Matthew S. answered • 08/28/19
University of Pittsburgh Graduate for Math Tutoring
Vertical asymptotes are where your function starts to go to infinty or negative infinity. In (a) and (b), this happens when your denominator gets very small, almost zero. If you divide a positive number by a very small number you get a very big number. If you divide a positive number by a very small negative number you get a very large negative number (by large negative number, I mean a negative number large in magnitude)
So for (a) when is your denominator very small? When x gets very close to 3, right? So how can you write that as a limit. Note that you need to consider both sides of the limit when x→3+ (from the right of 3) and when x→3- (from the left of 3).
For (b) you should try factoring your polynomials in the numerator and the denominator to see if anything cancels out and then take the same approach as (a).

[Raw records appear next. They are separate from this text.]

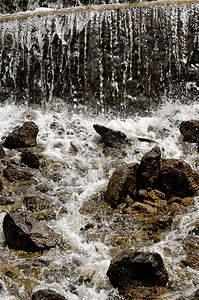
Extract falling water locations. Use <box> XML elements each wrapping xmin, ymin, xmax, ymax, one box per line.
<box><xmin>0</xmin><ymin>1</ymin><xmax>199</xmax><ymax>300</ymax></box>
<box><xmin>0</xmin><ymin>2</ymin><xmax>199</xmax><ymax>108</ymax></box>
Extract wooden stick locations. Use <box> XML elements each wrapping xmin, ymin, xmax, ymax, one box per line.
<box><xmin>0</xmin><ymin>0</ymin><xmax>198</xmax><ymax>22</ymax></box>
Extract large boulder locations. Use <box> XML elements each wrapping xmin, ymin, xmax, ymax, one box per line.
<box><xmin>159</xmin><ymin>158</ymin><xmax>199</xmax><ymax>198</ymax></box>
<box><xmin>3</xmin><ymin>164</ymin><xmax>32</xmax><ymax>182</ymax></box>
<box><xmin>32</xmin><ymin>289</ymin><xmax>67</xmax><ymax>300</ymax></box>
<box><xmin>93</xmin><ymin>124</ymin><xmax>129</xmax><ymax>148</ymax></box>
<box><xmin>4</xmin><ymin>121</ymin><xmax>39</xmax><ymax>149</ymax></box>
<box><xmin>180</xmin><ymin>120</ymin><xmax>199</xmax><ymax>142</ymax></box>
<box><xmin>107</xmin><ymin>250</ymin><xmax>169</xmax><ymax>294</ymax></box>
<box><xmin>104</xmin><ymin>163</ymin><xmax>139</xmax><ymax>208</ymax></box>
<box><xmin>3</xmin><ymin>213</ymin><xmax>57</xmax><ymax>252</ymax></box>
<box><xmin>137</xmin><ymin>146</ymin><xmax>161</xmax><ymax>190</ymax></box>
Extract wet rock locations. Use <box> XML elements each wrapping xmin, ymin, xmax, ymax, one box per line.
<box><xmin>159</xmin><ymin>158</ymin><xmax>199</xmax><ymax>198</ymax></box>
<box><xmin>93</xmin><ymin>124</ymin><xmax>129</xmax><ymax>148</ymax></box>
<box><xmin>23</xmin><ymin>195</ymin><xmax>51</xmax><ymax>212</ymax></box>
<box><xmin>3</xmin><ymin>164</ymin><xmax>32</xmax><ymax>182</ymax></box>
<box><xmin>3</xmin><ymin>213</ymin><xmax>57</xmax><ymax>252</ymax></box>
<box><xmin>182</xmin><ymin>236</ymin><xmax>199</xmax><ymax>270</ymax></box>
<box><xmin>104</xmin><ymin>163</ymin><xmax>139</xmax><ymax>208</ymax></box>
<box><xmin>0</xmin><ymin>145</ymin><xmax>5</xmax><ymax>158</ymax></box>
<box><xmin>151</xmin><ymin>216</ymin><xmax>173</xmax><ymax>231</ymax></box>
<box><xmin>4</xmin><ymin>121</ymin><xmax>39</xmax><ymax>149</ymax></box>
<box><xmin>137</xmin><ymin>146</ymin><xmax>161</xmax><ymax>190</ymax></box>
<box><xmin>32</xmin><ymin>289</ymin><xmax>67</xmax><ymax>300</ymax></box>
<box><xmin>125</xmin><ymin>202</ymin><xmax>157</xmax><ymax>215</ymax></box>
<box><xmin>180</xmin><ymin>120</ymin><xmax>199</xmax><ymax>142</ymax></box>
<box><xmin>0</xmin><ymin>195</ymin><xmax>14</xmax><ymax>205</ymax></box>
<box><xmin>21</xmin><ymin>149</ymin><xmax>41</xmax><ymax>168</ymax></box>
<box><xmin>107</xmin><ymin>250</ymin><xmax>169</xmax><ymax>294</ymax></box>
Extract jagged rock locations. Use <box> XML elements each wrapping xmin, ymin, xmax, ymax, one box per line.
<box><xmin>180</xmin><ymin>120</ymin><xmax>199</xmax><ymax>142</ymax></box>
<box><xmin>125</xmin><ymin>202</ymin><xmax>157</xmax><ymax>215</ymax></box>
<box><xmin>104</xmin><ymin>163</ymin><xmax>139</xmax><ymax>208</ymax></box>
<box><xmin>32</xmin><ymin>289</ymin><xmax>67</xmax><ymax>300</ymax></box>
<box><xmin>21</xmin><ymin>149</ymin><xmax>41</xmax><ymax>168</ymax></box>
<box><xmin>107</xmin><ymin>250</ymin><xmax>169</xmax><ymax>295</ymax></box>
<box><xmin>3</xmin><ymin>213</ymin><xmax>57</xmax><ymax>252</ymax></box>
<box><xmin>4</xmin><ymin>121</ymin><xmax>39</xmax><ymax>149</ymax></box>
<box><xmin>159</xmin><ymin>158</ymin><xmax>199</xmax><ymax>198</ymax></box>
<box><xmin>23</xmin><ymin>195</ymin><xmax>51</xmax><ymax>212</ymax></box>
<box><xmin>0</xmin><ymin>145</ymin><xmax>5</xmax><ymax>158</ymax></box>
<box><xmin>93</xmin><ymin>124</ymin><xmax>129</xmax><ymax>148</ymax></box>
<box><xmin>137</xmin><ymin>146</ymin><xmax>161</xmax><ymax>190</ymax></box>
<box><xmin>3</xmin><ymin>164</ymin><xmax>32</xmax><ymax>182</ymax></box>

For (c), we know that ln(x) has a vertical asymptote at 0, since ln(x) goes to negative infinity as x gets very close to 0. Since we have sin(x) inside the logarithm, the question now changes to when sin(x) gets very close to 0 in the interval (0,π/2). sin(x) → 0 when x → 0, so with this one you want to be precise and say that sin(x) → 0 as x→0+. You want x to approach 0 from the right since you are in the interval (0,π/2). So how can you use these two pieces of information to justify your vertical asymptote?